While it is undisputed Doherty initially consented to the test, he also, however, failed to ultimately comply with the officer's instruction so as to complete a test that yielded blood-alcohol readings. (People v. Naseef (1984), 127 Ill. App.3d 70.) Other jurisdictions have also considered such conduct in a similar context to constitute a refusal. See Poag v. Powell (1979), 39 N.C. App. 363, 250 S.E.2d 93 (failed to give sufficient air sample); Woolman v. State Department of Motor Vehicles (1976), 15 Wn. App. 115, 547 P.2d 293; and Turner v. State Department of Motor Vehicles (1975), 14 Wn. App. 333, 541 P.2d 1005 (failure to blow enough air into machine after consent).

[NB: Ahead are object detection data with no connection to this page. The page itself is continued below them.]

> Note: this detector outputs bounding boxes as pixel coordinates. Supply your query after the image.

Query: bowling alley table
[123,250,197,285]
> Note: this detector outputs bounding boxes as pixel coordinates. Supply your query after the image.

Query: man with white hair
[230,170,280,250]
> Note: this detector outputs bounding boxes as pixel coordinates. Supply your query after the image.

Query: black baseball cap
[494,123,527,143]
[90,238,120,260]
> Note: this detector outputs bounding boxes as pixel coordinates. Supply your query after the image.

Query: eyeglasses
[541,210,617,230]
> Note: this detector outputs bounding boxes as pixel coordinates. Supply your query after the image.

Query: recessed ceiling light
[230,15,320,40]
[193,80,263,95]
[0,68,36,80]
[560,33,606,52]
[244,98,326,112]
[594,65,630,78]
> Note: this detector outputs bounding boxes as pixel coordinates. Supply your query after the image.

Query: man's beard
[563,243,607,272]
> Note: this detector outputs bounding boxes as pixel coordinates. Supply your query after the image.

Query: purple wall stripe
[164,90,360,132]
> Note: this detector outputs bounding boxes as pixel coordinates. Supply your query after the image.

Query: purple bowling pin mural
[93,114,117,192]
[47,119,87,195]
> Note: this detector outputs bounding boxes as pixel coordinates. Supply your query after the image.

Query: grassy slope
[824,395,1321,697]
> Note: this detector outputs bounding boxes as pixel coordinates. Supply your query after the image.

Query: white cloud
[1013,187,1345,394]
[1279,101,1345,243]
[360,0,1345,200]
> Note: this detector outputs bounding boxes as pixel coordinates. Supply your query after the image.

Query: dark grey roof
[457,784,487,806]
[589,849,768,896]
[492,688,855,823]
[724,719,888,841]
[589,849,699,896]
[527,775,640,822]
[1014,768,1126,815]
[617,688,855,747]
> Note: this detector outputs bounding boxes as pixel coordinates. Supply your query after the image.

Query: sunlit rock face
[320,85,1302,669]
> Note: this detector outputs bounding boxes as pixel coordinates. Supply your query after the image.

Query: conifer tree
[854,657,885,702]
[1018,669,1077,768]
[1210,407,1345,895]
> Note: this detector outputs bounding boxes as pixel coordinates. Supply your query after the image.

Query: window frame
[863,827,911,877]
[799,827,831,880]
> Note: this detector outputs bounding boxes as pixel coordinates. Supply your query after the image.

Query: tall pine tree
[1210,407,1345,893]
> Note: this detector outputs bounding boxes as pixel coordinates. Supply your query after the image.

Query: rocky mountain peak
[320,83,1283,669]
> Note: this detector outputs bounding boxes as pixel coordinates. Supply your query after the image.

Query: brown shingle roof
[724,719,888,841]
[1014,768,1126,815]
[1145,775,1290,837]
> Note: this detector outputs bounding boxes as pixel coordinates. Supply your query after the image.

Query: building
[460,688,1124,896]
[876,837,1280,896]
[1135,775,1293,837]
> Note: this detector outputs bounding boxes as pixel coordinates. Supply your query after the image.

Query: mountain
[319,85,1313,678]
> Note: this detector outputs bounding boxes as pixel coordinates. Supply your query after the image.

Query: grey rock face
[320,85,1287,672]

• 3 In light of the foregoing authority and the evidence presented, we conclude that defendant's conduct was a refusal to submit to a breathalyzer test for purposes of the Illinois implied-consent statute, and, thus, the finding of the trial court was against the manifest weight of the evidence. In this case the defendant presented no evidence, aside from his intoxication, that he was physically unable to take the breathalyzer test (see People v. Reynolds (1985), 132 Ill. App.3d 559), and, as we discussed previously, the evidence showed that defendant's intoxication should not have prevented him from performing the simple task required, contrary to defendant's assertion.
In any case, it is the prime purpose of the implied-consent statute to provide objective evidence of the offense of driving under the influence of intoxicating liquors. (People v. Malloy (1980), 83 Ill. App.3d 344, 347.) If a defendant may circumvent the requirements of the statute by failing to complete the test because he is intoxicated, the purpose of the law would clearly be emasculated. (See People v. Schuberth (1983), 115 Ill. App.3d 302, 305.) Furthermore, to suspend the driving privileges of a person who is so intoxicated he cannot even respond to an officer's request to submit to a breathalyzer test (People v. Carlyle (1985), 130 Ill. App.3d 205), yet to fail to suspend the license of a person who is so intoxicated he ultimately does not complete the test, would lead to the absurd result of exempting from the statutory coverage the precise class of persons the drunk drivers whom the implied-consent statute was intended to determine and remove from our highways. State v. McElwain (1972), 81 Wn.2d 624, 496 P.2d 963.
Accordingly, the judgment of the circuit court is reversed and the cause remanded to the circuit court for the entry of a finding that the defendant refused to submit to the breathalyzer test.
Reversed and remanded.
NASH, P.J., and UNVERZAGT, J., concur.